C. F. Crathern, formerly of the class of 1920 and ex-captain of cross country, has resumed his studies at Dartmouth after spending 15 months with the Greek Army in Greece and with the Near East Relief behind the Turkish lines. He joined the Y. M. C. A. forces for work overseas in July, 1920, and was sent to Athens to assist in athletic and recreational work in the Greek Army. This kind of work was entirely new to the Greeks and Crathern and the other Y. M. C. A. men were commissioned in the Greek Army and the job of organizing an athletic program was put into their hands. They arranged games and other forms of recreation similar to the work done by the Y. M. C. A. in France. The work was so successful that a department was formed by the Greek Army officials to carry on the work and the Americans were no longer needed.

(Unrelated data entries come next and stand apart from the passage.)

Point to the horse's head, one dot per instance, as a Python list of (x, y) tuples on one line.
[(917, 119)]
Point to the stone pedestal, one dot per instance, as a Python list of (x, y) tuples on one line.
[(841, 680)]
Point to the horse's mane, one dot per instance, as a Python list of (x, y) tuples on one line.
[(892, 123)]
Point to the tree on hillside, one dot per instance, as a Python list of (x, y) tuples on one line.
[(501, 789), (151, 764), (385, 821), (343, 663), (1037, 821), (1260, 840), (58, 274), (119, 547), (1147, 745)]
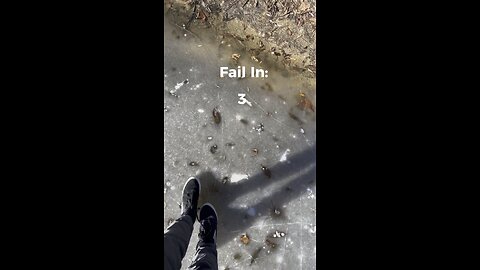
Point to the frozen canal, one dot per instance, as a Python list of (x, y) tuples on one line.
[(256, 163)]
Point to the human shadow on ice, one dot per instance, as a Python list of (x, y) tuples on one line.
[(289, 180)]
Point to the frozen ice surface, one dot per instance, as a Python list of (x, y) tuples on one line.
[(257, 166)]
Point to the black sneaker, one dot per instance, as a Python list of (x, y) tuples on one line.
[(191, 192), (208, 224)]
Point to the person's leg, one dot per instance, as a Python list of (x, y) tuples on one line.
[(206, 254), (177, 236)]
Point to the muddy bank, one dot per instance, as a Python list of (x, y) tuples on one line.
[(279, 34)]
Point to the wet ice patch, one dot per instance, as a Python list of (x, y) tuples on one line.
[(196, 86), (237, 177), (284, 156), (179, 85)]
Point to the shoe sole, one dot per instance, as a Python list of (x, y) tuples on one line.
[(199, 188)]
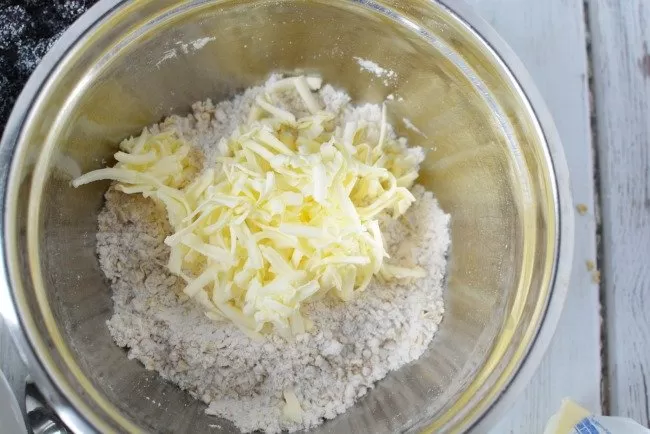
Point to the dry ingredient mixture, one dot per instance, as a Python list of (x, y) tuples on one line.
[(274, 383)]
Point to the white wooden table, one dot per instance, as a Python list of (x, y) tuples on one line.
[(604, 365), (591, 61)]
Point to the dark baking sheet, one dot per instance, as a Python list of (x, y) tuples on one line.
[(28, 28)]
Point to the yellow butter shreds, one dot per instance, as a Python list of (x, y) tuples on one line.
[(288, 215)]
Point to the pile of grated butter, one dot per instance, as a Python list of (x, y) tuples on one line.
[(288, 215)]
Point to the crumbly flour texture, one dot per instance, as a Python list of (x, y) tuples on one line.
[(352, 346)]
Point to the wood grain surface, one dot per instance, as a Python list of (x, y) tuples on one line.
[(621, 59), (549, 37)]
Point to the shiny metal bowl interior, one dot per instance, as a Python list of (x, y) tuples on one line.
[(488, 164)]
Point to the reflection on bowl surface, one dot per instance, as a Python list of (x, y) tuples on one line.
[(488, 164)]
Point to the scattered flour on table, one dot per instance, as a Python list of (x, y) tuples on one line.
[(352, 345)]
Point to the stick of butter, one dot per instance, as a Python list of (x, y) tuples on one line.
[(573, 419)]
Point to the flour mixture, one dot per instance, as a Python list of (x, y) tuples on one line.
[(334, 351)]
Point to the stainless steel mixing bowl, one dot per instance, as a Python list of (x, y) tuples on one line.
[(495, 164)]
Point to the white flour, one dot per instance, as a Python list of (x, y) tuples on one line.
[(352, 346), (388, 75)]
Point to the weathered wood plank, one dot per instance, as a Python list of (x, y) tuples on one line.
[(550, 38), (621, 40)]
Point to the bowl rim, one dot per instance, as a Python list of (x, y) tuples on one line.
[(87, 421)]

Crathern then started work with the Near East Relief and reached with great difficulty the portion of Asia Minor within the Turkish lines. It is interesting to note that while he was inside the Turkish lines he was still an officer in the Greek Army. On Thanksgiving Day he received word that his father was seriously sick at Eurfa in northern Mesopotamia. Crathern secured a leave of absence and spent the next three months getting to Eurfa, succeeding finally by going through Syria. The Turks took him prisoner at Eurfa, and as his father was too sick to be moved; he, with a few other Red Cross men, escaped by striking across the desert in .an ambulance. They crossed the Euphrates River at Birejik by putting a small round boat under each wheel of the automobile and poling it across, finally arriving at Beirut, Syria, where they learned that the Turks had released the other prisoners left at Eurfa.
Crathern worked last spring through Palestine, Arabia, and Egypt. He spent the past summer coming home byway of the Balkanis, ( Hungary, Austria, Germany, France and England, spending some time in each of these countries.